Extremely rare separately published double hemisphere map of the World, published in London by Philip Lea.
Philip Lea's map of the world is one of the earliest maps of the world published in England to focus on astronomical observations as decoration for the areas outside the hemisheres. These include a plan of the sun (based on Kircher) surrounded by a planetary system, the face of the moon and images of Jupiter, Venus, Mars, and Saturn, based upon Hooke and Cassini. The models of Ptolemy and Tycho Brahe are also shown.
California is shown as an island, with the partial coastlines of New Zealand, New Holland (Australia) and A. Van Diemensland (Tasmania) shown, along with a massive "Compagnie's Land", stretching from Japan to California.
The map is quite rare.
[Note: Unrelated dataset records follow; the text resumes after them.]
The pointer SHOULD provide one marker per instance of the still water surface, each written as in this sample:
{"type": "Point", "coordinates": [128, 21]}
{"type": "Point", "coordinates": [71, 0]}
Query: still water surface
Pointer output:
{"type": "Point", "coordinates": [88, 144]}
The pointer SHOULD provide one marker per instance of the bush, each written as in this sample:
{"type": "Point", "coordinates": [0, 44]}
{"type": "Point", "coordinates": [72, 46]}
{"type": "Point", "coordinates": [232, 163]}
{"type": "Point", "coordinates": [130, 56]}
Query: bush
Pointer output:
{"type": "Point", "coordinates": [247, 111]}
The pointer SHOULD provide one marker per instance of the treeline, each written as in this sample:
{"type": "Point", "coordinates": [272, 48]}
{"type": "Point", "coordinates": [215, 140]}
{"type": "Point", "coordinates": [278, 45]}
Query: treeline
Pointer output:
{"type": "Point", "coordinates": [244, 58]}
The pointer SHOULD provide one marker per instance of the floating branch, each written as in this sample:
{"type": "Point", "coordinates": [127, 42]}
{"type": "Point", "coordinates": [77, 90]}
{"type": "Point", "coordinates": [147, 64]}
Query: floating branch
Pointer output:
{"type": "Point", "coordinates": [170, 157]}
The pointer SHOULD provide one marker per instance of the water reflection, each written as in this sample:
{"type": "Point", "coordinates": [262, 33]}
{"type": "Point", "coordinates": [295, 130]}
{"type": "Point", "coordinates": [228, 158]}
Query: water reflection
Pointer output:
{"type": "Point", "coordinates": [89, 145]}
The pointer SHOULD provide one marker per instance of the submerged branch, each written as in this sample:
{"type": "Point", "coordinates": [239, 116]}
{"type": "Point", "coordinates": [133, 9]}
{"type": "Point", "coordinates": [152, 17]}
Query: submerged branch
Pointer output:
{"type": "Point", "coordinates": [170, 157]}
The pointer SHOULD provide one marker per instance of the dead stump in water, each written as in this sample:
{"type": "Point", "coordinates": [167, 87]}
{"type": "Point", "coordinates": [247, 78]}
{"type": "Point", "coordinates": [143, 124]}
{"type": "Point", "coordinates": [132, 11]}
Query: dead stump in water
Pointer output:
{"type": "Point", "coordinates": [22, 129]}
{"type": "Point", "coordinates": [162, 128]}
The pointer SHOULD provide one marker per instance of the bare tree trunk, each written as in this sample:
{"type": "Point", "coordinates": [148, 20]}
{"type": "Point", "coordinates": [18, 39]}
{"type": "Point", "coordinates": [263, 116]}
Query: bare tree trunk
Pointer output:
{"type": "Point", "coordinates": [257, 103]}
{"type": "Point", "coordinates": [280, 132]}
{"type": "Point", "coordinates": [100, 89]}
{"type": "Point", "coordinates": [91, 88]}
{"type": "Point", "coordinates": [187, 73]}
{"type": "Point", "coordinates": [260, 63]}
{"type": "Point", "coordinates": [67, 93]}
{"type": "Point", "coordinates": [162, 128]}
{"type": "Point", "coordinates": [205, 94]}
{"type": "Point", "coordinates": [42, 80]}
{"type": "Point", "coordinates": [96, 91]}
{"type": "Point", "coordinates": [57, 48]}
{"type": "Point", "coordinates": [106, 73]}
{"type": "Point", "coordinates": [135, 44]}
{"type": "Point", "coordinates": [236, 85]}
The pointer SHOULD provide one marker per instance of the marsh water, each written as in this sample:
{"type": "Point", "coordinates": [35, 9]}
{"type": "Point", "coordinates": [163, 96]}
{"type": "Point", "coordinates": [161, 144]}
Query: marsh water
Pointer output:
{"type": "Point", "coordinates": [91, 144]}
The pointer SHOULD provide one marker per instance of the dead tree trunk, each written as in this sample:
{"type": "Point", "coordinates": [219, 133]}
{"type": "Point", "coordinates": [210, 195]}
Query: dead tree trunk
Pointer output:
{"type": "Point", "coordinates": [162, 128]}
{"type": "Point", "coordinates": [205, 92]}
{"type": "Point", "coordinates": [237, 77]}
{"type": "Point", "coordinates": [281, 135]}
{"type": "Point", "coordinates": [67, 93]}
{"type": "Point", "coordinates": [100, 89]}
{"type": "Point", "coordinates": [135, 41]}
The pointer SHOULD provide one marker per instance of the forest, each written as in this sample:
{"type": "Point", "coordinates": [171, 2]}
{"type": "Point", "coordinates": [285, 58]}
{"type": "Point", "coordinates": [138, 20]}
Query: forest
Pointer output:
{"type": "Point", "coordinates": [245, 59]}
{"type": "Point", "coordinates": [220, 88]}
We locate only a single example (this copy) of the map offered in a dealer catalog in the past 20 years (Arkway, 2008, Catalog 68, Item 71). The copy cataloged by Arkway is likely the same copy that sold several times between 1988 and 1995. As noted above, this is the same copy as was catalogued by Arkway in 2008.
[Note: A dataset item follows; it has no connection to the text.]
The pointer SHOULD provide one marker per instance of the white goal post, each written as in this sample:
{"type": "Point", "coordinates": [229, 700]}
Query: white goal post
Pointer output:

Philip Lea (fl. 1683-1700) was a central figure in the London map community at the end of the eighteenth century. He apprenticed under Robert Morden, with whom he later collaborated. Lea was made free of the Weavers Company in 1689. He was a publisher and a globe and instrument seller with ties to members of government. For example, Samuel Pepys lists him as his map advisor and colorist. He was not known primarily for his own original works, but for his reworking and reissuing of the work of others, particularly the county maps and world map of Christopher Saxton. He also acquired plates from John Seller, John Ogilby, and William Morgan, among others. Later in his career, he collaborated frequently with Herman Moll. After his death in 1700, Philip’s wife, Anne, carried on the business for several decades.